Miss Ava“Research shows that in Canada, only two in five people are ‘very familiar’ with avocados, and most know them only from guacamole,” Emiliano Escobedo, marketing director for APEAM, told The Produce News. “So we feel there is a lot of room for growth here, especially since Canadians are so health-conscious.”

To better realize the potential of Mexican avocados in Canada, APEAM kicked off a promotion earlier this month that features the fictional character Miss Ava Cado, who will take to the streets to interview people about their avocado knowledge and conduct in-store demonstrations with basic messages of how to ripen and cut avocados as well as how to make guacamole.

“And she will be determined to try to make Cinco de Mayo the official holiday of Canada,” Mr. Escobedo said with a wry smile.

Mr.
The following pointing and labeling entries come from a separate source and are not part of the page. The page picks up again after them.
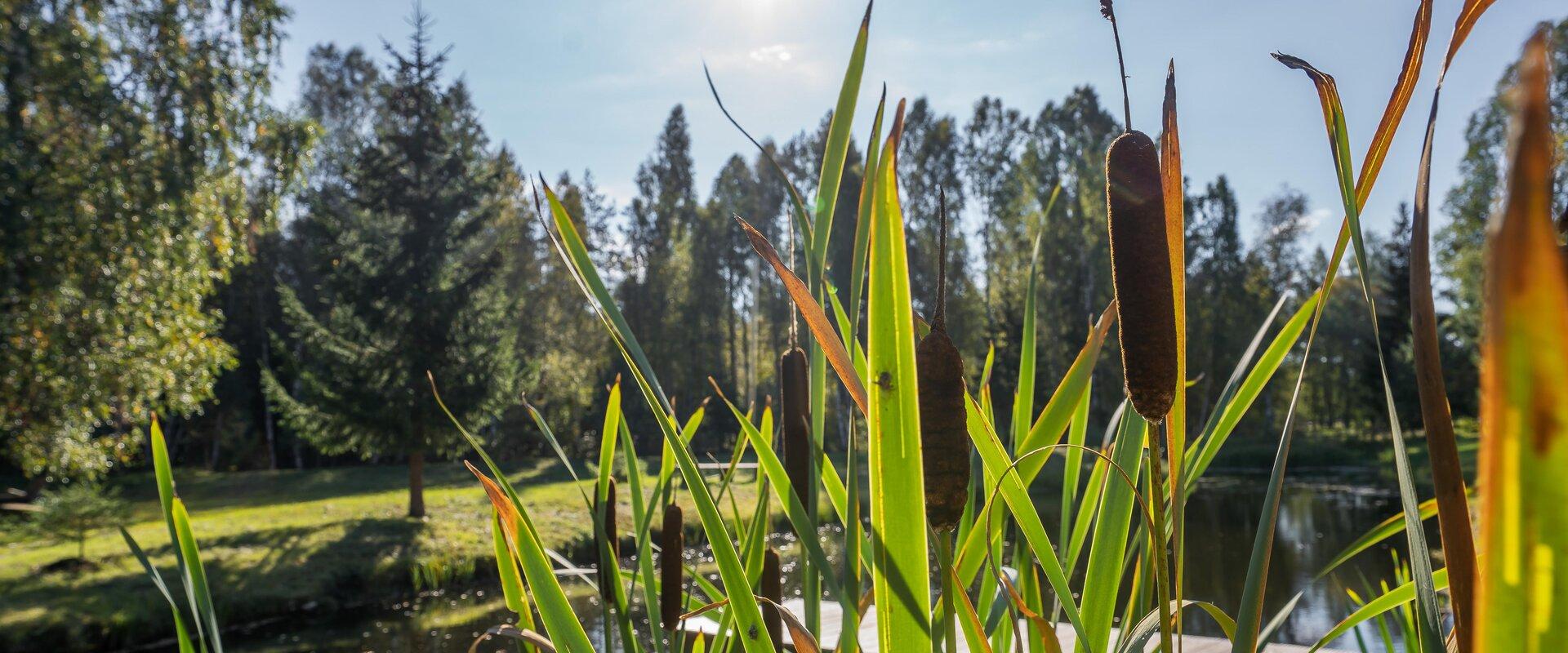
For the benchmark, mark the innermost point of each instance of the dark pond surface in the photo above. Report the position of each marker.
(1317, 518)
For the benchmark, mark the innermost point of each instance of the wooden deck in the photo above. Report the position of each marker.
(867, 634)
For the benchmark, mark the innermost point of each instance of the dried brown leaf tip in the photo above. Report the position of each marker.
(671, 542)
(772, 588)
(1142, 274)
(944, 438)
(795, 419)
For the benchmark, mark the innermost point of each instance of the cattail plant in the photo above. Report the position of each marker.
(670, 571)
(772, 588)
(1140, 265)
(944, 438)
(795, 417)
(610, 544)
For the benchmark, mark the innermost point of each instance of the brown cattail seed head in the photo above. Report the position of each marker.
(612, 537)
(671, 542)
(772, 588)
(795, 395)
(944, 438)
(1140, 273)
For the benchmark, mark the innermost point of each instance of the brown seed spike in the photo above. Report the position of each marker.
(944, 436)
(671, 542)
(608, 580)
(1140, 273)
(772, 588)
(795, 395)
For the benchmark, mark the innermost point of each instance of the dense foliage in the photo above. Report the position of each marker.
(137, 163)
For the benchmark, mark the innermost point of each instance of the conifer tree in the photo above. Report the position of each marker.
(132, 136)
(414, 286)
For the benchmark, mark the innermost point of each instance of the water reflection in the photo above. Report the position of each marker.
(1316, 520)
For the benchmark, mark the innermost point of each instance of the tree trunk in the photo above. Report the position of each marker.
(216, 443)
(416, 484)
(267, 412)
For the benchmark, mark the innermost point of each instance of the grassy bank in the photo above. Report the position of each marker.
(274, 542)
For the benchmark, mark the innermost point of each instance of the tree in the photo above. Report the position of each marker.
(990, 155)
(929, 165)
(1276, 254)
(1222, 310)
(129, 146)
(414, 281)
(1471, 202)
(657, 290)
(73, 513)
(1392, 284)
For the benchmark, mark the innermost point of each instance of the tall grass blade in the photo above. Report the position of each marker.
(1523, 595)
(1448, 478)
(836, 151)
(163, 475)
(899, 533)
(198, 575)
(555, 611)
(1419, 555)
(1353, 196)
(574, 254)
(180, 634)
(1021, 506)
(1388, 600)
(811, 310)
(1109, 547)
Escobedo said that the timing of the launch of the Canadian promotion, which is also employing heavy use of social media outlets, was tied to the Canadian Produce Marketing Association convention and exposition, held here April 13-15, as well as the fact that Mexican avocados currently have the highest oil content, putting them at their peak of flavor and usage.

He added that Ontario is the center for the promotion, but that APEAM would look to expand it into other provinces in the future.

At the CPMA trade show, APEAM exhibited within the popular Mexican pavilion and handed out samples of guacamole along with literature and usage ideas for Mexican avocados.

APEAM was on a mission to educate the Canadian produce trade with the messages that avocados are a delicious and nutritious food that can be used in many ways beyond the ubiquitous guacamole recipe, and that the fruit first originated in Mexico.

Currently, Canada is receiving 930,000 pounds of Mexican avocados per week. By comparison, the United States receives 14 million to 15 million pounds per week, according to Mr. Escobedo.